On down the line, the Cubs draftees and free agent zygotes seem to be of good character. It seems the opinion is that, if the club has to 'train' a kid to be a straight-up mensch, the team goes another direction. Early, middle, late, and undrafted. Even the main internationals, from Eloy Jimenez, Gleyber Torres, and more recently Wladimir Galindo had interviews that could have been penned by the same guy as coached Almora and Baez on interviews.
I'm figuring you have a guess what that means for Fedde, but to staple it home a little better, I ran into a new name early this week, in Jack Flaherty. He's a California prep P/3B, that presumably has more upside on the mound.
Per Nathan Rode
Which is impressive, of course. However, the next tweet is the one that puts him on my 2.4 list.
The Cubs will not only scout as many players as anyone (the joy of having more scouts than most teams, and on a par with the most active teams), they will likely take very seriously the 'due diligence' angle as well. Before the team would sign off on the righthander from UNLV, the Fedde vetters (yeah, I figured you might like that one) will be as active, or moreso, than the guys breaking down tape on him. It is that important. When you have a locker room full of good teammates, you don't have to worry as much if the star player is breaking curfew, wrecking the long-sought good mojo.
Now, on to baseball. Miami's Javi Salas pitched a perfect game mid-week. I should probably watch the noted Western Carolina game on my computer, as ESPN has it streaming on ESPN3. And a college catcher hit a homer for the Catamounts.
In his start this weekend, Carlos Rodon went the distance earning a 5-3 win against Notre Dame. He walked one and surrendered 10 hits, fanning seven. In the same game, Trea Turner was 1-for-4 with two runs scored, and made his third error of the season. Turner is hitting at a .358/.419/.377 line so far. He has one extra base hit so far, a double.
Tyler Beede is scheduled to pitch against LSU next weekend. Finally, a challenge for him. He dispatched with Winthrop with apparent ease on Friday, going seven in a win. Beede walked none, fanning nine, and the only offense on his six hits was a solo homer. Beede has 25 innings in the books, giving up 11 hits and surrendering five walks. He's fanned 33 and three of his four runs have been earned.

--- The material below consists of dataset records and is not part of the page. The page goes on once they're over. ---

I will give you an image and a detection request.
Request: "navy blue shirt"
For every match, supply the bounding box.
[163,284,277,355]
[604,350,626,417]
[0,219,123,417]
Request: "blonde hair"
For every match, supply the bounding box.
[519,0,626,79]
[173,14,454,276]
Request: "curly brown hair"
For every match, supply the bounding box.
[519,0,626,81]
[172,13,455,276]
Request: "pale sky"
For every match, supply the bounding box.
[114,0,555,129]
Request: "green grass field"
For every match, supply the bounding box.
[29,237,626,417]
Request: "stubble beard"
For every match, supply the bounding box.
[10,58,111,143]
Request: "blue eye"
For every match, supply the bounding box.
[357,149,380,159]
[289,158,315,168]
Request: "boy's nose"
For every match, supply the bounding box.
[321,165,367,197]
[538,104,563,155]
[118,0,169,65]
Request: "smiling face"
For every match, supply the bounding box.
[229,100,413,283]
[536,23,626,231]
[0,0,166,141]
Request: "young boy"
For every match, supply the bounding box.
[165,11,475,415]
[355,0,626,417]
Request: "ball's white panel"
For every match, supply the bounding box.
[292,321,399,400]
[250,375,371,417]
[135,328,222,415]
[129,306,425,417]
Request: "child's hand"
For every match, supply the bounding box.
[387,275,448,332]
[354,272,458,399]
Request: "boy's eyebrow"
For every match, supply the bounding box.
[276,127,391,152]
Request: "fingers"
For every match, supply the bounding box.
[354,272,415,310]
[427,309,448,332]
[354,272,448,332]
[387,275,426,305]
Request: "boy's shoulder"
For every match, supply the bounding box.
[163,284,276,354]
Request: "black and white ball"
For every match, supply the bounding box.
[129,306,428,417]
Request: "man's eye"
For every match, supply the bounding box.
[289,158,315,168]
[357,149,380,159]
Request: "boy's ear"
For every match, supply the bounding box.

Jeff Hoffman wrecked his seasonal numbers. In a three-and-change outing, Hoffman walked seven. He also hit a pair. He struck out six. Teams are well-off having eyes at as many games as possible, in part on games like this. Obviously, it is a ding against his present, but how much of a swipe does it take at his future?
At New Mexico, Fedde went six, giving up two earned runs. He walked three, fanned five, and allowed four hits.

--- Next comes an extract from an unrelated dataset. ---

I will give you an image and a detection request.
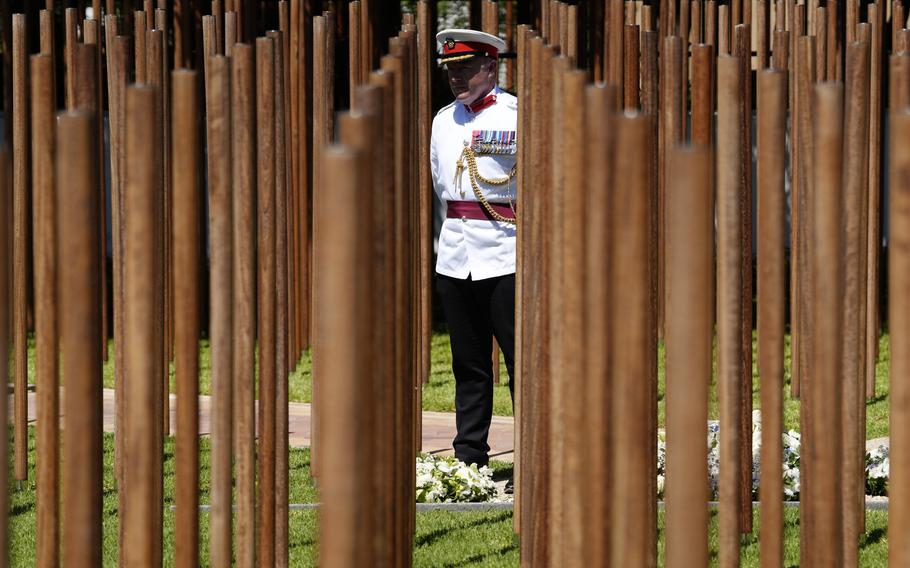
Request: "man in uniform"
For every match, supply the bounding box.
[430,29,518,491]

In an intriguing development, preps Alex Jackson and Brady Aiken had an exhibition clash.
Brady Aiken-Alex Jackson matchup note: Aiken was sitting 93-96 mph, went 94 & 95 on 2nd hitter Jackson, then backwards K on 80 mph hammer.— Kiley McDaniel (@kileymcd) March 8, 2014
As he is young for a high school senior, color me very impressed. I wonder if he stayed around until the other kids were picked up to go home.
No-hitters are becoming the rage in college ball now. There were at least three over the weekend.